Les juges, en nos tribunaux, se démènent avec des justiciables qui se rendent coupables de faux témoignages, dans l’intention de brouiller les cartes et d’égarer la justice. Tout comme ils ont affaire à ceux qui, par des faux en écritures, accomplissent l’exploit de faire évaporer des millions, voire des milliards de nos francs par les labyrinthes de la prévarication et de la corruption. Et ces graves manquements de nombre de nos cadres au devoir de leur charge, plongent nos administrations et nos entreprises dans un climat de faux permanent. Cela contraste fort avec l’apparence d’honorabilité et de respectabilité dont on cherche à s’entourer en ces milieux.
Ne parlons de l’essence Kpayo, le carburant de contrebande, qui étale et expose, au vu et au su de tous, le faux le long de nos rues et artères. Pourquoi donc, au jour d’aujourd’hui, le règne triomphant et sans partage du faux dans notre univers quotidien, dans nos existences individuelles et collectives ? Retenons, pour expliquer le phénomène, trois raisons au moins.
Le faux nous envahit et tend à s’imposer comme ce que nous avons de mieux à partager parce que nous ne savons plus que sacrifier à de faux dieux. Lesquels ont fini par nous éloigner du vrai Dieu. L’engrenage de l’argent à tout prix et à n’importe quel prix contre toutes nos valeurs humaines, dès lors que, pour de l’argent, nous sommes prêts à trahir nos idéaux, à marcher sur nos valeurs.
Le faux nous envahit et tend à s’imposer comme ce que nous avons de mieux à partager parce que nous avons écarté nos vrais modèles pour de faux modèles. Il s’agit de ces vedettes de quatre sous, de ces héros de l’éphémère, plus magiciens, que références ou des exemples à suivre. Il s’agit, pour tout dire, des produits de la mode, gonflés à coup de publicité, maquillés et fardés comme il n’est pas permis au moyen d’une communication pas souvent catholique.

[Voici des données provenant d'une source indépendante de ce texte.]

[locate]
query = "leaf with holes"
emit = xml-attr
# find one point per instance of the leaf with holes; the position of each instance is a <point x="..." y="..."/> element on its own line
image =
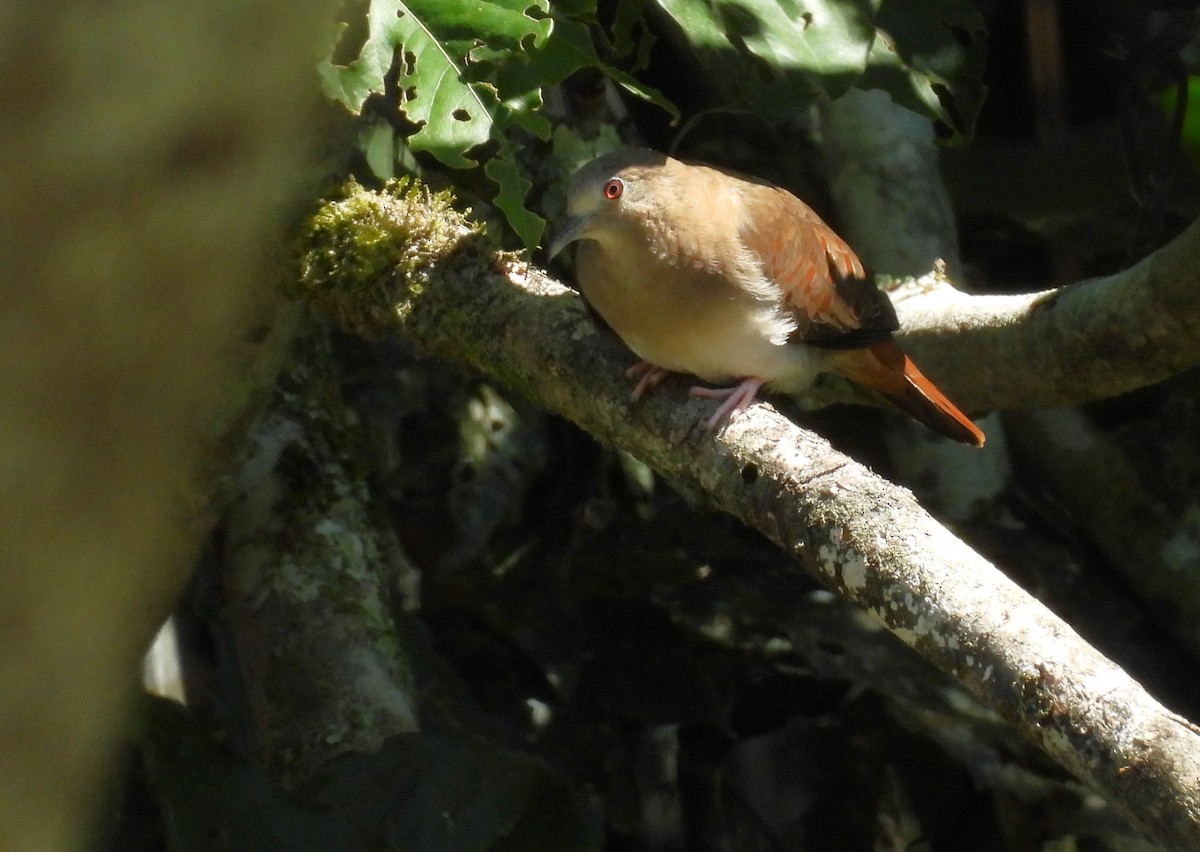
<point x="775" y="55"/>
<point x="442" y="34"/>
<point x="929" y="57"/>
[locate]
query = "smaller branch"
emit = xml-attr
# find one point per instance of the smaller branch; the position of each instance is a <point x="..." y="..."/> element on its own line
<point x="1083" y="342"/>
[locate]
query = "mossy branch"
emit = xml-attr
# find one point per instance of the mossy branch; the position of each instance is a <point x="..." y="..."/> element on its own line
<point x="861" y="535"/>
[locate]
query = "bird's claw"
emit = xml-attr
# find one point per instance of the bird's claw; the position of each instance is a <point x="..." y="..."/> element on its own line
<point x="736" y="399"/>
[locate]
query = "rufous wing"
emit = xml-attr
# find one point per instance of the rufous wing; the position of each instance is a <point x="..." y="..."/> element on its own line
<point x="821" y="279"/>
<point x="837" y="307"/>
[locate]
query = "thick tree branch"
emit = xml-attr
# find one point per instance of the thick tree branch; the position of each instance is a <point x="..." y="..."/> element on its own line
<point x="863" y="537"/>
<point x="1087" y="341"/>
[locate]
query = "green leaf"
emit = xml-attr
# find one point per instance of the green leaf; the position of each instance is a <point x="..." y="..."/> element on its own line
<point x="775" y="55"/>
<point x="443" y="33"/>
<point x="213" y="801"/>
<point x="929" y="57"/>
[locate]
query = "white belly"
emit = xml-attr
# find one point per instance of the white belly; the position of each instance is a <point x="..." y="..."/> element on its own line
<point x="701" y="324"/>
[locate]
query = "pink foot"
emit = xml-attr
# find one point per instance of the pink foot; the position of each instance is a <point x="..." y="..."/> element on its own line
<point x="736" y="399"/>
<point x="647" y="376"/>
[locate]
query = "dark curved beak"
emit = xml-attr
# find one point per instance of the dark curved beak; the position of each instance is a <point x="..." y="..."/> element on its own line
<point x="573" y="229"/>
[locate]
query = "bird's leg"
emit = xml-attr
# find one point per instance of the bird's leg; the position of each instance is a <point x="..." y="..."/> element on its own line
<point x="736" y="399"/>
<point x="647" y="375"/>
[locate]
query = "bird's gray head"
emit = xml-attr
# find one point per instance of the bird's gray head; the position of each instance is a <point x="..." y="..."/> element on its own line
<point x="607" y="191"/>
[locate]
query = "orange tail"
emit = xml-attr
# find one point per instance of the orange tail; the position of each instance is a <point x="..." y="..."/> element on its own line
<point x="886" y="369"/>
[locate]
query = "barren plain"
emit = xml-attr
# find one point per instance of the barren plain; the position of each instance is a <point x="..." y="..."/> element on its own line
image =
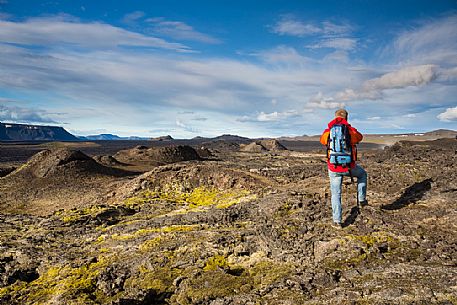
<point x="95" y="223"/>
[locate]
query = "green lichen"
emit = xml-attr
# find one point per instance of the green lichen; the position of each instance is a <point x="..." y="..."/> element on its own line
<point x="59" y="282"/>
<point x="372" y="239"/>
<point x="216" y="262"/>
<point x="167" y="229"/>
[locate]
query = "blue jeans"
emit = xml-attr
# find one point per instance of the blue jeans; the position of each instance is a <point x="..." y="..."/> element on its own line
<point x="336" y="181"/>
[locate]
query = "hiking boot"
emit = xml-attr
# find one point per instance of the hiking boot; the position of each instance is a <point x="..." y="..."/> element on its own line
<point x="363" y="203"/>
<point x="337" y="225"/>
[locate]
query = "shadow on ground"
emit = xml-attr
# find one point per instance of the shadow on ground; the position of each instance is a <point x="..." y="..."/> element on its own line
<point x="411" y="195"/>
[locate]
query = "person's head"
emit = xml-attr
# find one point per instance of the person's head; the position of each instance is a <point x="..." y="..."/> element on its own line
<point x="341" y="113"/>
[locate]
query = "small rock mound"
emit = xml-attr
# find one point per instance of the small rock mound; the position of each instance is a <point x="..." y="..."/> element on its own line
<point x="263" y="145"/>
<point x="157" y="155"/>
<point x="272" y="145"/>
<point x="108" y="160"/>
<point x="221" y="146"/>
<point x="253" y="147"/>
<point x="204" y="152"/>
<point x="60" y="162"/>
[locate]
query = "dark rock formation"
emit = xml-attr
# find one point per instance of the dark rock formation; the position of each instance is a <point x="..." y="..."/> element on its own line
<point x="22" y="132"/>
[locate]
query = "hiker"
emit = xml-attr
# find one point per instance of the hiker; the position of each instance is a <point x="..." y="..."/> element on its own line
<point x="341" y="139"/>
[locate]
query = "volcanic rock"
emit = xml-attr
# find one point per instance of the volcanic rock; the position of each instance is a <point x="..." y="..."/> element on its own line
<point x="108" y="160"/>
<point x="157" y="155"/>
<point x="253" y="147"/>
<point x="272" y="145"/>
<point x="58" y="162"/>
<point x="163" y="138"/>
<point x="263" y="145"/>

Le faux nous envahit et tend à s’imposer comme ce que nous avons le mieux à partager parce que la généralisation de la culture du faux nous conduit à entretenir de fausses espérances. On rêve de voir le Bénin frapper un coup historique en gagnant la CAN 2010 en Angola. Belle ambition. Mais au lieu de donner la priorité au travail, on confie à ses talismans et à ses incantations magiques la mission d’aller nous ramener le trophée continental. On souhaite vivre dans un Bénin prospère. Désir légitime. Mais on s’emploie à faire un peu plus, chaque jour, pour s’éloigner des chemins qui conduisent à la prospérité. On ne sort du faux qu’en entrant dans le vrai, en prenant sa carte de membre du parti e la vérité.